The responsibility of being the organization’s first woman president, she said, was not easy to handle.
“It’s a responsibility to make the right choices, to make it easier for future incoming women as leaders,” she said.
Adaimy was elected in December as president of the chapter, which has more than 400 members, said Armond Aghakhanian, chairman of the group’s public information and government affairs committee.
Her election was a bold step for an organization that is only in its 10th year, but it was the right one considering Adaimy’s unique personality, Aghakhanian said.
“Given our current economic situation, I think she’s kind of a ray of light that everyone’s looking to see,” said Aghakhanian, who was president of the chapter in 2005.
Adaimy, a Pasadena-based sales representative for LandSafe Title, is more than just a business leader.
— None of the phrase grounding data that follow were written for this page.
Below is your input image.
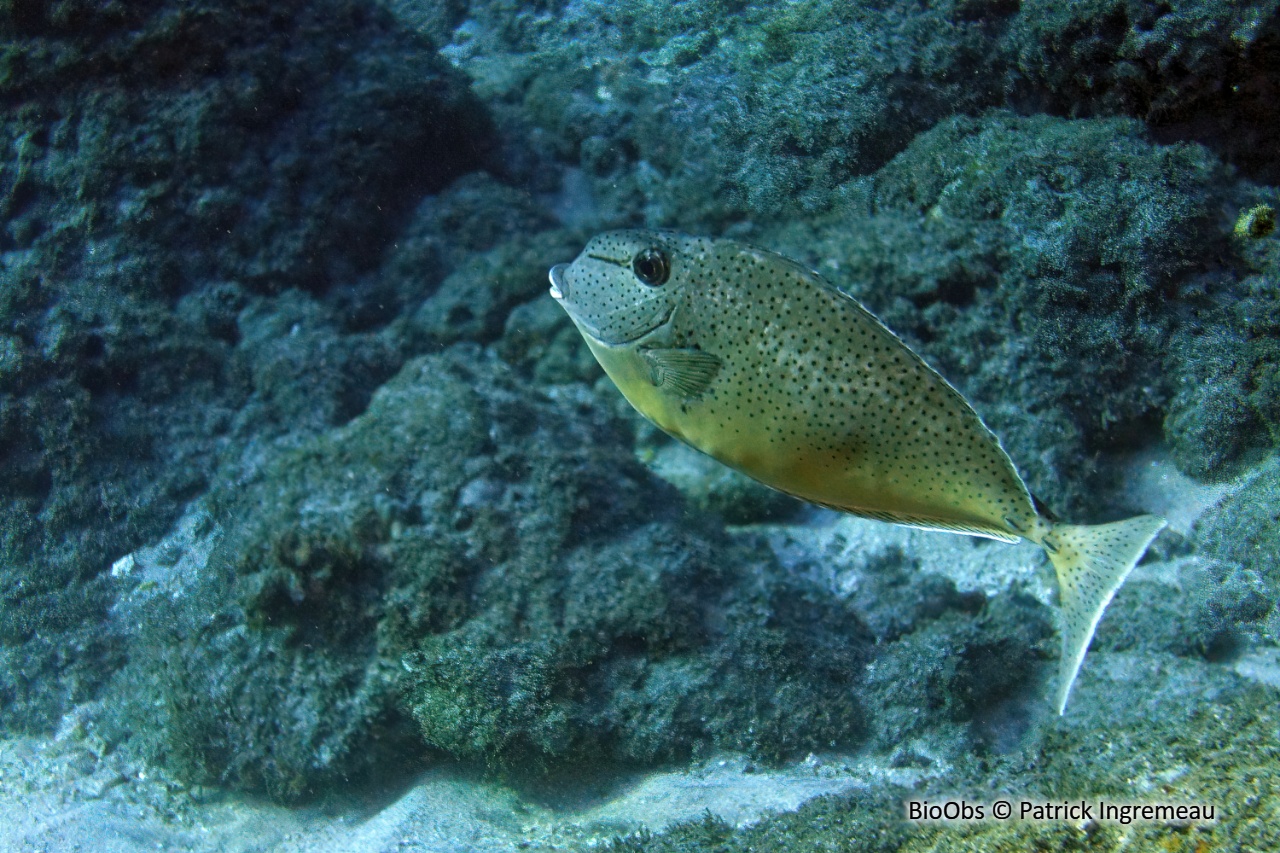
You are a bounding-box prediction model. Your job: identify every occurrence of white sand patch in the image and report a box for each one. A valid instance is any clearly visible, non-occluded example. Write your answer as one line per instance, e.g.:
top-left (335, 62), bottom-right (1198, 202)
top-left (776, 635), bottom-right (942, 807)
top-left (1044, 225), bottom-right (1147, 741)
top-left (555, 752), bottom-right (932, 836)
top-left (1234, 647), bottom-right (1280, 690)
top-left (1114, 449), bottom-right (1244, 536)
top-left (0, 741), bottom-right (935, 853)
top-left (749, 507), bottom-right (1052, 604)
She is also known as an energetic and friendly face in the community, Aghakhanian said.
The 52-year-old was born in Baghdad and moved to Glendale as a teenager, attending Glendale High School and Glendale Community College before pursuing a career in business.
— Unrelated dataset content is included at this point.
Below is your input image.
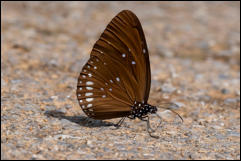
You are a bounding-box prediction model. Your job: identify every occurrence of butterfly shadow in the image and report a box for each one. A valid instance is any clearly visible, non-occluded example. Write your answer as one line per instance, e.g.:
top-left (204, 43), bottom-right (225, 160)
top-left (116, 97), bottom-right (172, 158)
top-left (44, 110), bottom-right (115, 128)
She speaks Arabic, Armenian and English, and has been able to connect with community members of various backgrounds, she said.
Adaimy hadn’t thought of being one of the chapter’s board members until Aghakhanian approached her in 2005 during a charity event she was working at for New Horizons Family Center, she said.
“I did not even know what I was getting into at the time,” she said.
Since then she has emerged as a leader who the group hopes can help to inspire more women, as well as men, to succeed in the business world, Aghakhanian said.
The election of a female president also comes at a time of national transition, after the election of Barack Obama as the nation’s first biracial president, Aghakhanian said, adding that just as Obama was the right person to give hope to Americans, Adaimy has the energy to excite businesspeople in the area.
“We work at a grass-roots level, and we bring hope to businesses, Armenian and non-Armenian,” he said, explaining that close to half of the chamber’s members are not Armenian. “That energy and that message of hope together, I think are going to be great, especially in today’s economy.”
One of Adaimy’s goals as president is to continue inspiring women to participate in business, by recognizing their achievements during special events, like the group’s third annual luncheon planned for October.
Previous female honorees have included Lisa Kalustian, chief deputy director of Gov. Arnold Schwarzenegger’s Los Angeles office, as well as Frida Jordan, co-founder of the Armenian Bone Marrow Donor Registry.
More acknowledgment for successful women, Armenian or non-Armenian, could help boost business confidence during a time when some women, and men, might feel discouraged by the business climate, she said.
“If they see them being recognized, I think they’ll want to do a lot more.”